Pydjantic comes with a special helper for managing DB configs - BaseDBConfig. See example below:

from pydantic import Field, PostgresDsn
from pydjantic import BaseDBConfig


class DatabaseConfig(BaseDBConfig):
    default: PostgresDsn = Field(default="postgres://user:password@hostname:5432/dbname", env="DATABASE_URL")

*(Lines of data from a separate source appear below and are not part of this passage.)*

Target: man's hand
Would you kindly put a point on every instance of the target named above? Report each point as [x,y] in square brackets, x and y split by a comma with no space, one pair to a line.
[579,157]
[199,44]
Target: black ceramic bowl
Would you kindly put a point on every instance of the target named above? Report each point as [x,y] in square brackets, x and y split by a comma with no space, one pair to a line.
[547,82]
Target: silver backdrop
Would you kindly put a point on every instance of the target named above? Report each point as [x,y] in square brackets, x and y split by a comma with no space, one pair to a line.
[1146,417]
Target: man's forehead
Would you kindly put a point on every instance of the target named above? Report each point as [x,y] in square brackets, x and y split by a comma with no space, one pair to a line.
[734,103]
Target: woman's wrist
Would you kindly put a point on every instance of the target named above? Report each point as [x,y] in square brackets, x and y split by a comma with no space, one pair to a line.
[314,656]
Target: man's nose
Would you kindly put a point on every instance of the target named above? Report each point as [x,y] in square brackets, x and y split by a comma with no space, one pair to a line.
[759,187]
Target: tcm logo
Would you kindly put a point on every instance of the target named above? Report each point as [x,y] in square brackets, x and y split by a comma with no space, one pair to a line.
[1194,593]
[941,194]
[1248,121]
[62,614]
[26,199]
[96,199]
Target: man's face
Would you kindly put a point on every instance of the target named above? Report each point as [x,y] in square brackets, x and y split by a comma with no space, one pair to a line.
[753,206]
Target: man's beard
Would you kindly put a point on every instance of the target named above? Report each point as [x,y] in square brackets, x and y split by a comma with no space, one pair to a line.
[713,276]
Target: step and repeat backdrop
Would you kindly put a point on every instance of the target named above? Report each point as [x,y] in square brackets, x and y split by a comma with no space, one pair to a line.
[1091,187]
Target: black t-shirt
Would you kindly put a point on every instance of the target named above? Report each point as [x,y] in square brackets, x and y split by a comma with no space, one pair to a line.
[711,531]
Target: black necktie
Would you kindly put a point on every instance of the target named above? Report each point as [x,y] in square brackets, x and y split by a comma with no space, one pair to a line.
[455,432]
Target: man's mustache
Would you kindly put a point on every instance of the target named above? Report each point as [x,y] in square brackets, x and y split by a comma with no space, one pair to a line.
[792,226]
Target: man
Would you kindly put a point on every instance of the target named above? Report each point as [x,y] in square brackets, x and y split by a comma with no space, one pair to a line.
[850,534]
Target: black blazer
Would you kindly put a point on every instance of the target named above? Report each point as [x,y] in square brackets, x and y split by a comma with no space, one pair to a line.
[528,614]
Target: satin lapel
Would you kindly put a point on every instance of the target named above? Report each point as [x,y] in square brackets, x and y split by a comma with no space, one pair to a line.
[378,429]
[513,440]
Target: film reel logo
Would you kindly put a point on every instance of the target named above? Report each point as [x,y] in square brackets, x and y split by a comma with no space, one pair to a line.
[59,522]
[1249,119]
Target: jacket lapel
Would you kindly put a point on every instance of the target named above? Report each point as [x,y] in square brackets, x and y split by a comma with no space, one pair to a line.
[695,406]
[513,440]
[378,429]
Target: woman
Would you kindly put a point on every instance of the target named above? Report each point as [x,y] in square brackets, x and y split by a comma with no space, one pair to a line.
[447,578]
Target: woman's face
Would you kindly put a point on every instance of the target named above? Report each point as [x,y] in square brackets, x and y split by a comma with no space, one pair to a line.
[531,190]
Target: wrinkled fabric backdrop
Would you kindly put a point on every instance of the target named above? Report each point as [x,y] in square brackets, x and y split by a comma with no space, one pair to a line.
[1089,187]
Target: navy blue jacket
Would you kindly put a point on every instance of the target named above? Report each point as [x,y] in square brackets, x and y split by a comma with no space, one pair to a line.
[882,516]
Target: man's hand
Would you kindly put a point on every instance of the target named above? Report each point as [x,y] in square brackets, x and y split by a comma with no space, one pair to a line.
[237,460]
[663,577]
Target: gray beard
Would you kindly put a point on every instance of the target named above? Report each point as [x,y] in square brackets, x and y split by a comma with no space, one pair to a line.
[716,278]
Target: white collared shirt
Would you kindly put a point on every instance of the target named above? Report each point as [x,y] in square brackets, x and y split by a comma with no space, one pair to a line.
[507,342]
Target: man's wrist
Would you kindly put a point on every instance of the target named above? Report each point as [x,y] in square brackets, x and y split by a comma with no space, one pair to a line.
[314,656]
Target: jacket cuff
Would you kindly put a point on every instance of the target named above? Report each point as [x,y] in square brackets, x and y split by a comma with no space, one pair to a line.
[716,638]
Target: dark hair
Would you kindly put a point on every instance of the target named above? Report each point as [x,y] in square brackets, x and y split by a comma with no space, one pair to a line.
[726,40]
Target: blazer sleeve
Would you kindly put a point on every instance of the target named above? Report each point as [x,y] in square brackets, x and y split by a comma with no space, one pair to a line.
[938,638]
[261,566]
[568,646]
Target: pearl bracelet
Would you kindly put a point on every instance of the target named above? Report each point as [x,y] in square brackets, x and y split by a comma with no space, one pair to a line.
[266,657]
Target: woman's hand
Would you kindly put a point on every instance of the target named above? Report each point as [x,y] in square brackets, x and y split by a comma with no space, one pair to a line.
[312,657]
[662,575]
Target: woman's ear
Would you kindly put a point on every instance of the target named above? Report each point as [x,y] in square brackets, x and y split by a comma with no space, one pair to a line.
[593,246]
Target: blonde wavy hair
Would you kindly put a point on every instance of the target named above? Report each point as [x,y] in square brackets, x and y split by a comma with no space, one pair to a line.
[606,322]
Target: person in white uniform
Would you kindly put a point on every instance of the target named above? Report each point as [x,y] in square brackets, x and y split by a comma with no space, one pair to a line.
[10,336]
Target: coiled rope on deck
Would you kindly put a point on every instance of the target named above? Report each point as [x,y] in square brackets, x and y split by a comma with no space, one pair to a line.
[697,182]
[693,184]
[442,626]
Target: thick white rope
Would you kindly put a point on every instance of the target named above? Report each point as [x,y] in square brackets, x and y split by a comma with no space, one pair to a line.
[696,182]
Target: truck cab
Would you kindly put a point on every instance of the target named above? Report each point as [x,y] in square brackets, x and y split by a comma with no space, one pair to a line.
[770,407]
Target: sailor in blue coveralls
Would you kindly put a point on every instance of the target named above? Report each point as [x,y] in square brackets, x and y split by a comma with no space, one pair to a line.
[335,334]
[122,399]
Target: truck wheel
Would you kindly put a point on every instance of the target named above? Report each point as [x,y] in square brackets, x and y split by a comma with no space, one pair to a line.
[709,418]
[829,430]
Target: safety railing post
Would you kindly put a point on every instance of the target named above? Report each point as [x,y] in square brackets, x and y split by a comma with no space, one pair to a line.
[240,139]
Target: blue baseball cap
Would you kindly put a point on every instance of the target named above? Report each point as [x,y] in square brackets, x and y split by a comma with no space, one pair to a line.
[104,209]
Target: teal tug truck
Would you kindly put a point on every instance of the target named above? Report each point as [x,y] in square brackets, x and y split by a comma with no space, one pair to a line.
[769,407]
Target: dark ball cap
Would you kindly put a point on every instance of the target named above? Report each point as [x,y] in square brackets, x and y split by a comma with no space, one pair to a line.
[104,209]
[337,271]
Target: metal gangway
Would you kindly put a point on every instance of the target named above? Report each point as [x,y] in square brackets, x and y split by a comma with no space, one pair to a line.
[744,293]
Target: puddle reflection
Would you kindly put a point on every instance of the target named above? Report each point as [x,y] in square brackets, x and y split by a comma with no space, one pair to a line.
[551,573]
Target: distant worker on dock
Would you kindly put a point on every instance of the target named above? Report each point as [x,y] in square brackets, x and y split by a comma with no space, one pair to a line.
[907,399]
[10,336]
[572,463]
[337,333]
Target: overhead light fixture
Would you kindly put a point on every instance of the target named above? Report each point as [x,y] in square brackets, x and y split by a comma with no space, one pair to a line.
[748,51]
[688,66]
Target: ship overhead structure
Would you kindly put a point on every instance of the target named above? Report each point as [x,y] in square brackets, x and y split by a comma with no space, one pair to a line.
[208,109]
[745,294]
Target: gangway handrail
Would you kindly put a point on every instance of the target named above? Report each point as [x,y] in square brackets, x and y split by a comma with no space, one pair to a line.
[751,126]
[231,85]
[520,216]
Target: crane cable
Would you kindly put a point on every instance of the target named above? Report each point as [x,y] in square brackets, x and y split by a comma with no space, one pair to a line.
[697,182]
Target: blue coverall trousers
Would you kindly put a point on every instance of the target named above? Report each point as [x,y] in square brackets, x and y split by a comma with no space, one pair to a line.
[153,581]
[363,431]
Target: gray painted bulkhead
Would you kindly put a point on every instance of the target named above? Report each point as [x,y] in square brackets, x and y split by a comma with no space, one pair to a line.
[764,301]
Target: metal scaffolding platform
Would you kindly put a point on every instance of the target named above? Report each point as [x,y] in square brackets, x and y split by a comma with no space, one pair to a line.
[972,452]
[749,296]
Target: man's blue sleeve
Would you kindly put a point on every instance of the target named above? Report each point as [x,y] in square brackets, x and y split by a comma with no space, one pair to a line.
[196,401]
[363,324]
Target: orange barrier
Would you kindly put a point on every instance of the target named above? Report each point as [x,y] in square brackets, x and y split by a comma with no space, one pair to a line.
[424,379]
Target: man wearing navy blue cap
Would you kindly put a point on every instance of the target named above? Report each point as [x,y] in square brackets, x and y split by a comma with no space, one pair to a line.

db_settings = DatabaseConfig()
assert db_settings.default == {
    'CONN_MAX_AGE': 0,
    'ENGINE': 'django.db.backends.postgresql_psycopg2',
    'HOST': 'hostname',
    'NAME': 'dbname',
    'PASSWORD': 'password',
    'PORT': 5432,
    'USER': 'user',
}

Also, you can define database configurations directly:

from pydantic import BaseSettings, Field

class PostgresDB(BaseSettings):
    ENGINE: str = 'django.db.backends.postgresql_psycopg2'
    HOST: str = Field(default='localhost', env='DATABASE_HOST')
    NAME: str = Field(default='dbname', env='DATABASE_NAME')
    PASSWORD: str = Field(default='password', env='DATABASE_PASSWORD')
    PORT: int = Field(default=5432, env='DATABASE_PORT')
    USER: str = Field(default='user', env='DATABASE_USER')
    OPTIONS: dict = Field(default={}, env='DATABASE_OPTIONS')
    CONN_MAX_AGE: int = Field(default=0, env='DATABASE_CONN_MAX_AGE')

class DatabaseConfig(BaseSettings):
    default = PostgresDB()

Or mix these approaches:

class DatabaseConfig(BaseDBConfig):
    default = Field(default="postgres://user:password@hostname:5432/dbname")
    replica = PostgresDB()

For more examples see tests.

Transformation from dsn to django format is done by dj-database-url library.